It sounds like the "different pools" may be managed separately based on scope
and if there are different "internal" vs "external" capabilities of these counters
then indeed they need to be assigned based on the type of the event. Do you have more
details about these systems? If the "internal" vs "external" distinction is
tied to the scope then resctrl may have a clear path to support this.

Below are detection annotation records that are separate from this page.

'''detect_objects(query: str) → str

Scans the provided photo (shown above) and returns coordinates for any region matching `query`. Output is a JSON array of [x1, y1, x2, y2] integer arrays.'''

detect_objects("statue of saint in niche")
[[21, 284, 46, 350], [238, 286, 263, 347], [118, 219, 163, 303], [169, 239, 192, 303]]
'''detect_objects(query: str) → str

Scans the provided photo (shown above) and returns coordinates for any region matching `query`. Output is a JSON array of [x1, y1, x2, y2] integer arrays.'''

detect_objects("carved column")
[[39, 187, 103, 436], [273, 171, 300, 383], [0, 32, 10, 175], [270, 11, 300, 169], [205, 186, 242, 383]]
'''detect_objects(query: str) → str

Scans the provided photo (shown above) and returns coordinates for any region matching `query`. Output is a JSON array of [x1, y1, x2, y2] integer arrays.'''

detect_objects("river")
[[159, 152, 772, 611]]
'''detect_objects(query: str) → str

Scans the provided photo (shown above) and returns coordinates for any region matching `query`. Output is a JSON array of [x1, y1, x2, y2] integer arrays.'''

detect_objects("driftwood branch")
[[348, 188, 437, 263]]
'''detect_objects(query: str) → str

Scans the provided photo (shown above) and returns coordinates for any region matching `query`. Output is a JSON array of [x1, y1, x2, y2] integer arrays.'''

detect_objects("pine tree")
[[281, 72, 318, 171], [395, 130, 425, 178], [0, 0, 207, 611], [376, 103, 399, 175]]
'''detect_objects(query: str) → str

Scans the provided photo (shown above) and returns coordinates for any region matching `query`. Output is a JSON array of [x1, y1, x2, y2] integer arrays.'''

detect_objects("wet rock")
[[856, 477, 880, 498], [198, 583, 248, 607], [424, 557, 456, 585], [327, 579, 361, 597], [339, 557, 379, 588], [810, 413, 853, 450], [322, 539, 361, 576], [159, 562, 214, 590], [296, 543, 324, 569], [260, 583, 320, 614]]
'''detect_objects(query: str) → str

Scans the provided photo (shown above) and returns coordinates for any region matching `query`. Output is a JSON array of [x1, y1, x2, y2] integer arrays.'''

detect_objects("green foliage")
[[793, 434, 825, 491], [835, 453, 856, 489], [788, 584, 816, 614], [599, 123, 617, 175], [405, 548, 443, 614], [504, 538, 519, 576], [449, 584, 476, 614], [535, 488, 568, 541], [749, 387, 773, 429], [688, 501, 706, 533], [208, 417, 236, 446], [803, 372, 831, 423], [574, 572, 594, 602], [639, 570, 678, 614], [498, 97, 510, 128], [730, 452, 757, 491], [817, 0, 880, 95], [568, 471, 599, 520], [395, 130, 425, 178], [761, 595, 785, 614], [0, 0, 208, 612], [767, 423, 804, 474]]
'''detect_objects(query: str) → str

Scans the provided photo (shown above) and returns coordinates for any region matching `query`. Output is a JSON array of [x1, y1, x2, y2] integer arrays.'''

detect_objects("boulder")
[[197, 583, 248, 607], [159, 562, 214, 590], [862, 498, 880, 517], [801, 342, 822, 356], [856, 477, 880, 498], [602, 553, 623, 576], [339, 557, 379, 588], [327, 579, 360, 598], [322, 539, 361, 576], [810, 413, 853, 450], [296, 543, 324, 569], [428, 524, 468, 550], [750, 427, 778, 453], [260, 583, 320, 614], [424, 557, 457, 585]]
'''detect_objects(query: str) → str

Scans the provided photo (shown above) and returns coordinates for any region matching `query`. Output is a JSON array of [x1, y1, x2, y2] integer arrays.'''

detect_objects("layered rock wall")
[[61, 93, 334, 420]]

>>>> This is essentially both an event configuration and assignment that is not
>>>> compatible with assignable counters. With this interface the user
>>>> both configures which transactions are counted by a particular event and
>>>> programs all counters in a domain (across all resource groups) to use that
>>>> particular configuration. Due to this incompatibility resctrl fs will not expose
>>>> BMEC files when assignable counters are enabled.
>>>>
>>>>
>>>>> In both cases they have allow configuration for two event types,
>>>>> mbm_local_bytes, and mbm_total_bytes. What am I missing?
>>>>
>>>> The way I see it:
>>>> BMEC: per domain across all resource groups event configuration and assignment that
>>>> applies to all counters - intended to support the "default" mode where there
>>>> is no counter assignment from user space.
>>>> assignable counters: event configuration via event_filter with assignment done
>>>> separately using per resource group mbm_L3_assignments file
>>>
>>> Make sense.
>>>
>>>>
>>>>>
>>>>>> be and to support both at the same time requires a user interface that is
>>>>>> confusing since the user can concurrently configure events globally per-domain
>>>>>> and per resource group.
>>>>>
>>>>> Sure.
>>>>>
>>>>>>
>>>>>> Could you please elaborate how event configuration work on MPAM? If find this
>>>>>> series quite cryptic. I think it will help if you could elaborate what MPAM
>>>>>> capabilities are and how you expect resctrl fs to expose these features to
>>>>>> an MPAM user and how said used is expected to interact with resctrl fs to use
>>>>>> the features.
>>>>>
>>>>> Ok, firstly regarding hardware counter assignment, on MPAM systems with more
>>>>> (PARTID, PMG) pairs than bandwidth hardware counters we'd like to expose the
>>>>> mbm_L3_assignments for tracking which CTRL_MON/MON groups have bandwidth
>>>>> counting events and otherwise not.
>>>>
>>>> ok. This sounds like assignable counters to me. I do not believe BMEC comes
>>>> into play.
>>>>
>>>>>
>>>>> I haven't put much thought into how we would support event configuration with
>>>>> MPAM but we would want something that allows the configuration per hardware
>>>>> counter or (PARTID, PMG) pair. I'd rather not commit to the existing interface
>>>>
>>>> This is what assignable counters already does, no?
>>>
>>> Isn't that only with the future plan you shared above?
>>
>> Assigning a counter to a (PARTID, PMG) pair is what assignable counters does
>> today.
>
> Yes, but isn't it the case that currently, once you've chosen the
> configuration for mbm_local_bytes and for mbm_total_bytes, each hardware
> event is tied to one of those two configurations? The future work will
> allow the user to construct custom named events to give more general
> event configuration where there can be more than 2 different
> configurations at once. (Where I'm using configuration to mean selecting
> which of the resctrl/bmec/abmc list of bandwidth types are used.)

Right.

Reinette